4. Ass.mom. C.P./J./G.D.:

LUF EUR VARIANTE : (TRAVERTIN) 567.206.910.-

193,5% 14.060.692.-

Le 1er mars 2000, le ministre des Travaux Publics informa l’association momentanée TRACOL-M.-K.M. de ce que « votre offre de base ainsi que la variante relatives à l’objet sous rubrique doivent être écartées parce qu’elles ne sont pas conformes aux prescriptions du cahier spécial des charges.

Les principales non-conformités sont :

- Refus d’acceptation du prix forfaitaire de la formule d’engagement ;

- Teinte et aspect des pierres calcaires ;

- Teinte et aspect des granits ;

- Masticage du travertin ;

- Non-fourniture, même après demande, de références de travaux similaires de même degré de complexité, de précision et de même envergure ;

3 - Non-fourniture, même après demande, de données techniques sur les pierres (excepté pour le travertin) ;

- Non-fourniture, même après demande, de données sur les carrières, données indispensables pour juger la qualité des pierres et la capacité d’exécution des travaux.

Veuillez noter par ailleurs que je me propose d’annuler la soumission sous rubrique au motif qu’elle n’a pas donné de résultat satisfaisant.

Dans ce contexte, vous avez la possibilité de présenter dans le délai de la huitaine vos observations conformément à l’article 9 du règlement grand-ducal du 8 juin 1979 relatif à la procédure à suivre par les administrations de l’Etat et des communes. (…) ».

Par courrier séparé en date du même 1er mars 2000, le ministre des Travaux Publics informa l’association momentanée C.P.-J.-G.D. de ce que « votre offre de base ainsi que la variante relatives à l’objet sous rubrique doivent être écartées parce que le prix est surfait et inacceptable.

En vertu de l’article 30 (13) du règlement grand-ducal du 2 janvier 1989 portant institution d’un cahier général des charges applicable aux marchés publics de l’Etat, il ne peut être tenu compte de votre proposition de réviser certains prix unitaires à la baisse.

(…) ».

Sur avis de la commission des soumissions daté du 21 février 2000, pris en sa séance du 16 février 2000, la susdite soumission publique fut annulée par décision du ministre des Travaux Publics en date du 17 mai 2000 sur base de l’article 31 (2) a) du règlement grand-

ducal modifié du 2 janvier 1989 portant 1° institution d’un cahier général des charges applicables aux marchés publics de travaux et de fournitures pour compte de l’Etat, 2° fixation des attributions et du mode de fonctionnement de la Commission des Soumissions.

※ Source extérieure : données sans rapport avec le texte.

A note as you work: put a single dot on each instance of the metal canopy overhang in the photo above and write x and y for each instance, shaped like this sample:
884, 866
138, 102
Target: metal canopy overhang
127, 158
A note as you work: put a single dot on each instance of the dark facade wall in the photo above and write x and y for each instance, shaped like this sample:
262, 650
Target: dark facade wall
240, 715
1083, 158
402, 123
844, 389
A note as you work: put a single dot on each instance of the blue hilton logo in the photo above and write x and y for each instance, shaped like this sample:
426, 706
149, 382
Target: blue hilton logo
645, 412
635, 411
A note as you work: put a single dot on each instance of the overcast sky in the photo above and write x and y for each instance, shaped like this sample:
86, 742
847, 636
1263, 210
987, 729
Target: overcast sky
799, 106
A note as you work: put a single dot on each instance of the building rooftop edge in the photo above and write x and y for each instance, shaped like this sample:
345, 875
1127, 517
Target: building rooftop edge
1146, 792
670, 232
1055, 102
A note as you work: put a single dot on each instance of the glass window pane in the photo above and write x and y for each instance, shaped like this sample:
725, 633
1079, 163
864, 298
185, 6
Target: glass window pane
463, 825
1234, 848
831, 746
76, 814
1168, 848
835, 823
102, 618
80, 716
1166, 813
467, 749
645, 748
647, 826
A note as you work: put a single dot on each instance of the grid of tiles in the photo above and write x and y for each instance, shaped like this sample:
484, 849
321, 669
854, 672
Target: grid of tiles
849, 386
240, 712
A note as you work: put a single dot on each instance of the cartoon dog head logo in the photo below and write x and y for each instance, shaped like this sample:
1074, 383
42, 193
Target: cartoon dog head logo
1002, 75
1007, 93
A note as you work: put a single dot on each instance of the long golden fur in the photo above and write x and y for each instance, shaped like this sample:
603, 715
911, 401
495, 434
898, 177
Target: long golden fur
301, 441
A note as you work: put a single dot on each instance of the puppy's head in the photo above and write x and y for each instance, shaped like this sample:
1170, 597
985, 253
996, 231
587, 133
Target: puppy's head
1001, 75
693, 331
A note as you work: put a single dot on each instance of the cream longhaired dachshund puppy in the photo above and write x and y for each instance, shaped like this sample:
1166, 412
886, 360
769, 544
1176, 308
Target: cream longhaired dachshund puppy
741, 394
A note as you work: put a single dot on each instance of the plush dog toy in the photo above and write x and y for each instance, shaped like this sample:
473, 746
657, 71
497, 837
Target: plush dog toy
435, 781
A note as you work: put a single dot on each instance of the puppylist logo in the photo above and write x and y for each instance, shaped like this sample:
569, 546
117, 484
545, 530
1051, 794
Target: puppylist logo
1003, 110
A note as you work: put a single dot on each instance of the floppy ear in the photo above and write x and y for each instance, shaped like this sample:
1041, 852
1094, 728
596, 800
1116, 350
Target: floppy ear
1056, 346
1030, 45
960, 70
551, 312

Par requête déposée au greffe du tribunal administratif en date du 16 août 2000, 1) la société anonyme TRACOL S.A., établie et ayant son siège social à L-…, représentée par son conseil d’administration actuellement en fonction, 2) Monsieur C. M., entrepreneur, demeurant à D-…, 3) la société à responsabilité limitée de droit allemand K.M., établie et ayant son siège social à D-…, ont introduit un recours tendant à l’annulation de la décision précitée du ministre des Travaux publics du 1er mars 2000 par laquelle il a rejeté l’offre présentée par les trois demandeurs préqualifiés, réunis en association momentanée, dans le cadre de la soumission émargée et, « pour autant que la décision de rejet de la Ministre des Travaux Publics est à annuler », de l’arrêté pris par ledit ministre le 17 mai 2000 portant annulation de ladite soumission.

Le recours, non autrement contesté sous ce rapport, est recevable, pour avoir été introduit par des parties demanderesses qui ont un intérêt suffisant pour agir par la voie contentieuse contre les décisions attaquées en vue du contrôle du respect des dispositions légales et réglementaires régissant les adjudications publiques et qui ont agi dans les formes et délai prévus par la loi.

Au fond, concernant la décision ministérielle du 1er mars 2000 portant rejet de leur offre, les demandeurs reprochent au ministre des Travaux publics une « violation de la loi et des formes destinées à protéger les intérêts privés, respectivement [un] excès de pouvoir, en 4 ce qu’[il] (…) se fonde sur des motifs inexistants, sinon non pertinents au regard des critères d’attribution et des diverses conditions spécifiés aux cahiers des charges tant général que spécial, donc sur de faux motifs ».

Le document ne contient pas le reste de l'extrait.